With all this in mind, it’s hard not to root for Mountain
Funding. But two thoughts confuse my sympathies. The first is that
when Mountain Funding finally takes control of the Ritz-Carlton
project, all of Levy’s investors will be left high and dry. We met
many of these investors when they testified — ad nauseum — before
the Planning Commission and City Council about eight years ago,
urging approval of Levy’s timeshare condo plan. Then, one by one,
we met them again, this time as they filed their lawsuits demanding
their money back. The other consideration is this: The longer Bill
and Roy are in the picture, the less likely the Ritz-Carlton
project will ever be built. That’s because Bill and Roy have
amassed so much debt on the property — estimated in the
neighborhood of $100 million — there’s no way the project can be
built and make money. I have no beef with Ritz-Carlton per se, but
I’d rather see them in other towns, like Carmel, than occupy such a
defining and conspicuous swath of our own downtown. Santa Barbara’s
already gotten way too snooty for our own good; we
don’t need any more help in that direction.

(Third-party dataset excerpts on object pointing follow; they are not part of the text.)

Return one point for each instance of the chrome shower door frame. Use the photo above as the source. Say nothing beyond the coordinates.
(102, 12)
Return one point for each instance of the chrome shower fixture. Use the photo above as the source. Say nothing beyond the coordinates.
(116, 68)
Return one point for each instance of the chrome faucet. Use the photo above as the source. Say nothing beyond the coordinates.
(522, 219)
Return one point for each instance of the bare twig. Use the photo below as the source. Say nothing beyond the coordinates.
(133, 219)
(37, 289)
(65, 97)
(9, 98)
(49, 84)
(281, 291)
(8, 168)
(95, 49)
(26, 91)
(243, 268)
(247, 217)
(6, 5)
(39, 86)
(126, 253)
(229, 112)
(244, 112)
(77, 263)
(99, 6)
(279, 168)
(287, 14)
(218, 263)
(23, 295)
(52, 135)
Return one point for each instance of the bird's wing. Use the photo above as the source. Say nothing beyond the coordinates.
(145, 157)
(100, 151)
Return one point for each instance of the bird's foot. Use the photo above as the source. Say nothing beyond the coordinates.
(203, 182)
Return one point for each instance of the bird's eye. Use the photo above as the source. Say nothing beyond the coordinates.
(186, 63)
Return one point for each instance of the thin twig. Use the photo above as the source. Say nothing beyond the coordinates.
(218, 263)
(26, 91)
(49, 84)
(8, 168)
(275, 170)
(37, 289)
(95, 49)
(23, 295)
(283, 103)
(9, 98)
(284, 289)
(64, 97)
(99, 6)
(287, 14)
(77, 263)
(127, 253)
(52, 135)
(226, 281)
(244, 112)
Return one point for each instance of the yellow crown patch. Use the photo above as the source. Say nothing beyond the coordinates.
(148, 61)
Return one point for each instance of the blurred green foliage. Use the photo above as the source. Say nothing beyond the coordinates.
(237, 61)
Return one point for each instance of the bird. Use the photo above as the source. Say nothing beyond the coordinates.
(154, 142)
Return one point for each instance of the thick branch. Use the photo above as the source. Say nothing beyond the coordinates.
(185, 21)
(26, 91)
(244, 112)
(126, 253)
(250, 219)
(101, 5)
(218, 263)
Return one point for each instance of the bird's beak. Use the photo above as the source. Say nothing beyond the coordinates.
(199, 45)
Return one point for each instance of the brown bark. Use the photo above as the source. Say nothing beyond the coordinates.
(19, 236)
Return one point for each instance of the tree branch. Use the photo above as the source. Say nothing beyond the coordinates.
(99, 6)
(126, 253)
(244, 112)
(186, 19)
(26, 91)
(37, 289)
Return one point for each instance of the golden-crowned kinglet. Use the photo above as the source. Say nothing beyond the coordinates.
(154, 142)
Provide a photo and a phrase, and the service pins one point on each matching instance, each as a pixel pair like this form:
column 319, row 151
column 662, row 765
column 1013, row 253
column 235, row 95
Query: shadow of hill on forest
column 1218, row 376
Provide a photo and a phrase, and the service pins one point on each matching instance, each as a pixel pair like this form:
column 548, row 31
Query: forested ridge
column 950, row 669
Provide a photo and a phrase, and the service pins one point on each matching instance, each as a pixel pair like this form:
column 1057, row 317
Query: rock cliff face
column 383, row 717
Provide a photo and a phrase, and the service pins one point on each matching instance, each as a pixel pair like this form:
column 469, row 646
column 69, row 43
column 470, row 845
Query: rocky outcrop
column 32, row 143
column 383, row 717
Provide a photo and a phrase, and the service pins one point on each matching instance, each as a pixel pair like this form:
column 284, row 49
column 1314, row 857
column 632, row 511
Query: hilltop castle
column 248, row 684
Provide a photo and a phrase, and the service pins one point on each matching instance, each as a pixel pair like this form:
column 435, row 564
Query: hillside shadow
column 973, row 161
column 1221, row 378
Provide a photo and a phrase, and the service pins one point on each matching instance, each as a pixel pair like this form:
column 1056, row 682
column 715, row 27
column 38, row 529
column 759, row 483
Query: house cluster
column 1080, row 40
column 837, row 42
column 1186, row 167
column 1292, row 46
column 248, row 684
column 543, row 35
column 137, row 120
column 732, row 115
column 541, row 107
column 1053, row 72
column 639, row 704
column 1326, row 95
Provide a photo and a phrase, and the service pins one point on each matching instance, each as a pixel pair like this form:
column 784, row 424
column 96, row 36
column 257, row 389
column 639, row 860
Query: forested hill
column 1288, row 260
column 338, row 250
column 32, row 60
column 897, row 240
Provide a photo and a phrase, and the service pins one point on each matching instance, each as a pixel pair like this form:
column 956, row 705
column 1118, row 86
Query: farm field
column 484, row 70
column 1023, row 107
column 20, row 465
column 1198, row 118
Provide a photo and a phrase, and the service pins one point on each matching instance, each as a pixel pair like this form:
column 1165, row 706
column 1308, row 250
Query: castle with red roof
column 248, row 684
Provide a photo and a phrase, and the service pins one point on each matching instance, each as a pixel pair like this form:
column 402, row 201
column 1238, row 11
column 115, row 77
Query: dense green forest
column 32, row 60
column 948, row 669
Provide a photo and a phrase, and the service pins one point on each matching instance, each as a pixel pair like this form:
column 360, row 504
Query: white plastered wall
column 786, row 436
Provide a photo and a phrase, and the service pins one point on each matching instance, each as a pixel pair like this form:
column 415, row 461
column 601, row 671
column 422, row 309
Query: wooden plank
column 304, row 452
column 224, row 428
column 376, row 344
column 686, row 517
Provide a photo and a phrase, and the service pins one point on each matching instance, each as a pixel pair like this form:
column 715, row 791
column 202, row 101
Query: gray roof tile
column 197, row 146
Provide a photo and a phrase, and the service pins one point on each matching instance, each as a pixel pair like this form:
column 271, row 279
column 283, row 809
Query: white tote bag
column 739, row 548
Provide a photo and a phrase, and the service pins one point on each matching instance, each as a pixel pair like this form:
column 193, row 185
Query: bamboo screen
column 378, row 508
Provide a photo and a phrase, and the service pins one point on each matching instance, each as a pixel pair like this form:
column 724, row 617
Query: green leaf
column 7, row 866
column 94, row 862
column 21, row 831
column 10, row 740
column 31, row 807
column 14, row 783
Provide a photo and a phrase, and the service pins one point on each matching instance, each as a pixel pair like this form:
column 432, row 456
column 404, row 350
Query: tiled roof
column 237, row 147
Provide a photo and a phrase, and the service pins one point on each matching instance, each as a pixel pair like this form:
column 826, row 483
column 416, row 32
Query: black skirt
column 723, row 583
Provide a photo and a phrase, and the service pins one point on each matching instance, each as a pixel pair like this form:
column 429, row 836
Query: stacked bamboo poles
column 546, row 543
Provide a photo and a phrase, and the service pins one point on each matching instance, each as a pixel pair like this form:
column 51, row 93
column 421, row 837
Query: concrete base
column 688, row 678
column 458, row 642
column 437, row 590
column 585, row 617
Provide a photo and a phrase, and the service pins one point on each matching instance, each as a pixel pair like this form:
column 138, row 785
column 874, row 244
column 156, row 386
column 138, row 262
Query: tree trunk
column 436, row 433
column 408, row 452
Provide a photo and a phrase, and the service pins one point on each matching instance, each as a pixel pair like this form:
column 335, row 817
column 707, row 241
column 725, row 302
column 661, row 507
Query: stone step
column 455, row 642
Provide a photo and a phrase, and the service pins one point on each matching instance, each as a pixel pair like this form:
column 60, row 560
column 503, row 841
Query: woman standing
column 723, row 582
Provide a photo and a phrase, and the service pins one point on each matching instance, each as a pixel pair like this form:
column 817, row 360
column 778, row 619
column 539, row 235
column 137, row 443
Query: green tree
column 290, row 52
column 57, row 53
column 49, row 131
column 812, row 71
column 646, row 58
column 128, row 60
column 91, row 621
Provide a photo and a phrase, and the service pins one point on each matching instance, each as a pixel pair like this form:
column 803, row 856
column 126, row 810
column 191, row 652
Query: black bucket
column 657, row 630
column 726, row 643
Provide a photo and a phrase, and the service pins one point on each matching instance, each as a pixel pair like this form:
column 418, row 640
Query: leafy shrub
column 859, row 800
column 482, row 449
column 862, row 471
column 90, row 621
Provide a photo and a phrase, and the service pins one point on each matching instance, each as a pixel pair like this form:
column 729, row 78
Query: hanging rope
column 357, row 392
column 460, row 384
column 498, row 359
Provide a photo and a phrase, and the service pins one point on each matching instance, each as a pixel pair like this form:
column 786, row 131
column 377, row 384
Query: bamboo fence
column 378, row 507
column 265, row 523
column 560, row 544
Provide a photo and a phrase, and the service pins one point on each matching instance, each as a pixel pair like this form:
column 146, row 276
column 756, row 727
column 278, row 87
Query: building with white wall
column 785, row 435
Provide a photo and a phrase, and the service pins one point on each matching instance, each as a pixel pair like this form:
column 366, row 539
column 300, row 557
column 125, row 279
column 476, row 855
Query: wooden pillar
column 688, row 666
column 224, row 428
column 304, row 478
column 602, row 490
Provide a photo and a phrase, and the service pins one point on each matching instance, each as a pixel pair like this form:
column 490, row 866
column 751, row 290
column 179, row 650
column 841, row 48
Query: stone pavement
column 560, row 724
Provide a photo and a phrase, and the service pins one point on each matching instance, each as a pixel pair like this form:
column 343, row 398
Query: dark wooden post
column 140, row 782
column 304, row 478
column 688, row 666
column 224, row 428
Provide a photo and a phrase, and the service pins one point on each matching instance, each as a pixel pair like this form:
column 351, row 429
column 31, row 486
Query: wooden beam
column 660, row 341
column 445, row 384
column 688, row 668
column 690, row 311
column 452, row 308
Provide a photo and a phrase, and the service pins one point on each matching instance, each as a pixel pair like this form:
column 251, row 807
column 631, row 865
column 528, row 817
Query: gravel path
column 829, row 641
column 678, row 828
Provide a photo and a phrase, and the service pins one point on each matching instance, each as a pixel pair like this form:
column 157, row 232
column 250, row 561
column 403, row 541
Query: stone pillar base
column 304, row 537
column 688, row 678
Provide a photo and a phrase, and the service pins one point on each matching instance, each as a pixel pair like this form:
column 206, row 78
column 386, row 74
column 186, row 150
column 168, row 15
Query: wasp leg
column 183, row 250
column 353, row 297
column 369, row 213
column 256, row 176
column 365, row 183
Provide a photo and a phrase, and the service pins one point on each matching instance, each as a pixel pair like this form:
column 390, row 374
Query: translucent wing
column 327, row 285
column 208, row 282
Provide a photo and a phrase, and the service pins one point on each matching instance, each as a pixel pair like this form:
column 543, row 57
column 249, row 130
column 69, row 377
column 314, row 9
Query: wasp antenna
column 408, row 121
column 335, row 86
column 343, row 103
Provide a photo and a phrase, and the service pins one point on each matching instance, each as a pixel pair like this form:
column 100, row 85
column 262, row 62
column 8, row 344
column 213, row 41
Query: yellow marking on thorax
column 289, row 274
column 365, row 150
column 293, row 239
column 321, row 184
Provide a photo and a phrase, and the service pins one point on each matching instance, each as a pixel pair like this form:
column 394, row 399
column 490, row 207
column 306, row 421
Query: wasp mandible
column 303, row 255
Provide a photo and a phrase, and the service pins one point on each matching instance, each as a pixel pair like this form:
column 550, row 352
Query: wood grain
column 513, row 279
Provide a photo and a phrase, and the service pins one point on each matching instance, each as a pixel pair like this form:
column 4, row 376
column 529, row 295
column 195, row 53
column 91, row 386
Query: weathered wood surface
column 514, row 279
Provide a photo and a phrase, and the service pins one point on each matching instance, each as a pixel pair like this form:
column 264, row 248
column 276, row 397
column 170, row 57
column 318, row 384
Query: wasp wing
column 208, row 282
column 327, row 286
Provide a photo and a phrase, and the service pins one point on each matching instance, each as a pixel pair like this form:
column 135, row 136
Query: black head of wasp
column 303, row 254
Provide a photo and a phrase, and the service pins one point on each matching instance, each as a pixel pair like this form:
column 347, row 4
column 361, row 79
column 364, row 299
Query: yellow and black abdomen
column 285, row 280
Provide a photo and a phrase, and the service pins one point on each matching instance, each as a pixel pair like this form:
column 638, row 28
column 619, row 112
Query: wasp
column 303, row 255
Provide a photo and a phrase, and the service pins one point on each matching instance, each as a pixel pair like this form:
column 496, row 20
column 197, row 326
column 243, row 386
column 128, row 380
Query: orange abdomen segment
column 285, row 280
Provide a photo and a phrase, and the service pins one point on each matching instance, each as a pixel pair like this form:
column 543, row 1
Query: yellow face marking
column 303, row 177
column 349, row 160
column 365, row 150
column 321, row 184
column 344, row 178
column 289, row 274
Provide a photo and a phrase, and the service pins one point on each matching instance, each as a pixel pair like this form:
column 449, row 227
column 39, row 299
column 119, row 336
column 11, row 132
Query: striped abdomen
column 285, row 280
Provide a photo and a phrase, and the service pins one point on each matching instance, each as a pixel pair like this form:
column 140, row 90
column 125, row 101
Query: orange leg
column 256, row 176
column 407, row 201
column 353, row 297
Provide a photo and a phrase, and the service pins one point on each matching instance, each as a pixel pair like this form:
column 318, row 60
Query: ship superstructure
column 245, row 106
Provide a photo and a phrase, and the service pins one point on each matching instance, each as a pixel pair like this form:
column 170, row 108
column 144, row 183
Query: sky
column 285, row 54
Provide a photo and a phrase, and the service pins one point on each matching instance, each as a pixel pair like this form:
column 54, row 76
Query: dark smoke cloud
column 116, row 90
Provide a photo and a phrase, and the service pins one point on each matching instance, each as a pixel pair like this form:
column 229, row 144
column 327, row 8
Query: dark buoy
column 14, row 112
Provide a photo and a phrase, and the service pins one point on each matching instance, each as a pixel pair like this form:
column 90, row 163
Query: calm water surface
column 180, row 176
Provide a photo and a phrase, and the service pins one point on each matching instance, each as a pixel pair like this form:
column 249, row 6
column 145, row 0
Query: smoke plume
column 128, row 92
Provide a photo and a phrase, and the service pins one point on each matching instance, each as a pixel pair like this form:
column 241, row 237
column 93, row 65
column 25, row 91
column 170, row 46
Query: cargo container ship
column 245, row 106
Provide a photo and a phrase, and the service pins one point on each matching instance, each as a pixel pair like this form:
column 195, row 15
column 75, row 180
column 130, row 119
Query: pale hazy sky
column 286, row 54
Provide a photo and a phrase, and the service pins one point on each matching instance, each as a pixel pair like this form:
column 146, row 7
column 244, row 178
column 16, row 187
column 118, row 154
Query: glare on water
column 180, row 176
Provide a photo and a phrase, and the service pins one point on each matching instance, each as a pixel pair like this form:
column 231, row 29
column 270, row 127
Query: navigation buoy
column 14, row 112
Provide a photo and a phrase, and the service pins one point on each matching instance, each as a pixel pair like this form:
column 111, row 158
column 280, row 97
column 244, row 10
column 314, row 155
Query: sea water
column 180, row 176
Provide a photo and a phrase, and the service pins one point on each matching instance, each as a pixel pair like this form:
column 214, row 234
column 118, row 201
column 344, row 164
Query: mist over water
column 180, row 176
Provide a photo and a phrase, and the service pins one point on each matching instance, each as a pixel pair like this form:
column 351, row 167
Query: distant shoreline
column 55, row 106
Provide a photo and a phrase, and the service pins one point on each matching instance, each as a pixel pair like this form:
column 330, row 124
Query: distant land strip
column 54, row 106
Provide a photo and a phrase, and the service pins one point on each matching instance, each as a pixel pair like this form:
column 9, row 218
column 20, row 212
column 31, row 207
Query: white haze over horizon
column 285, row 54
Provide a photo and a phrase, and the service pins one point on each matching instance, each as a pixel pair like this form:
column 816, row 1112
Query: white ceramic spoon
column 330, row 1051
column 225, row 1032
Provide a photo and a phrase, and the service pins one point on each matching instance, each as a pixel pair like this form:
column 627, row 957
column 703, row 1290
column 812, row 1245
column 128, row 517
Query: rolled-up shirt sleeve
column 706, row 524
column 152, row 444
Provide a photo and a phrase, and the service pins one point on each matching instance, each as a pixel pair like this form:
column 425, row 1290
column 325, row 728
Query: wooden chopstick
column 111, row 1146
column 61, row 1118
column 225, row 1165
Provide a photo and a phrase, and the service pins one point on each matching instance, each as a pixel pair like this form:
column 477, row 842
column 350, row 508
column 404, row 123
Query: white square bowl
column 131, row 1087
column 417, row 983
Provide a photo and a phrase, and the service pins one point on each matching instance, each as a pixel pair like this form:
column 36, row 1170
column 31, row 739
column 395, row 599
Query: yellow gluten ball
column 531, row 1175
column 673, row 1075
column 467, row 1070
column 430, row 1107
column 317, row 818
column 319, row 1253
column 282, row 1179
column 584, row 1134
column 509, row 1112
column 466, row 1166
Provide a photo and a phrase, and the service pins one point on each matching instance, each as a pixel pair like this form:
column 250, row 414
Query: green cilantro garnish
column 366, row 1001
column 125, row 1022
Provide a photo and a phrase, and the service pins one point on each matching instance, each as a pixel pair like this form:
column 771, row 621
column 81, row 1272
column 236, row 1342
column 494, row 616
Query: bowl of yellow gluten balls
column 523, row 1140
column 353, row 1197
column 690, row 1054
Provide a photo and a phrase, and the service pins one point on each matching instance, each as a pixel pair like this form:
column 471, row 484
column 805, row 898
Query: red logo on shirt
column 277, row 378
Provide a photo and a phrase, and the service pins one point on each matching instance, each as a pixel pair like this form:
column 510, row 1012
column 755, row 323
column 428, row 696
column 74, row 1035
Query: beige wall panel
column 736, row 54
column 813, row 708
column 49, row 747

Once the Ritz comes in,
it’ll be a matter of time before the City Council passes an
ordinance banning women from walking around Pueblo Viejo wearing
jeans costing less than $800. Personally, I’d prefer a combination
water park/putt-putt golf/go-cart racetrack down there. And if they
threw in a velodrome, I’d be in heaven.

Levy has now come within a whisker’s breadth of killing the
project he fought nearly 30 years to get built. Even though Levy
got the green light from City Hall seven years ago — after helping
many councilmembers get elected and donating generously to the
charities on whose boards they sat — his city permits will be dead
in the water if he doesn’t begin construction by this December 12.
Levy can’t get construction going because he couldn’t get a
traditional lender, and that’s because of the huge debt he larded
on the project by lavishly paying himself up front, rather than
waiting until the project was completed. Levy also sought to
mollify countless disgruntled investors from other projects by
giving them a piece of The Beach rather than pay
them what they were owed. When it came time for Levy to pull the
Ritz rabbit out of his hat, the rabbit proved too fat and the hat
too small. As a result, Levy was forced to go to Mountain Funding,
which specializes in high-interest, short-term loans to developers
in distress. Last year he borrowed about $30 million to secure the
land for the deal. But when the bill came due this year — a
whopping $42 million — Levy couldn’t pay. Mountain initiated
default procedures and has tried to sell the project to other
investors. But as long as Levy was in the picture, Mountain Funding
couldn’t find a willing buyer. Now that Levy has been effectively
exorcised from the deal he originated, nurtured, and perfected,
Mountain reportedly has at least three qualified buyers, all of
whom have allegedly done business with the Ritz in the past. And
construction has just gotten underway. Should the deal go
forward — and some still doubt that it will — it’s exceedingly
unlikely that any of Levy’s much-abused investors will ever see a
dime. If the Ritz really does get built, Levy’s investors will
still get screwed and the rest of us will get stuck with an
unwanted project sporting an outdated design. When that happens,
we’ll no longer be able to choose to be eaten by the lion or the
tiger. We’ll already have been devoured by both.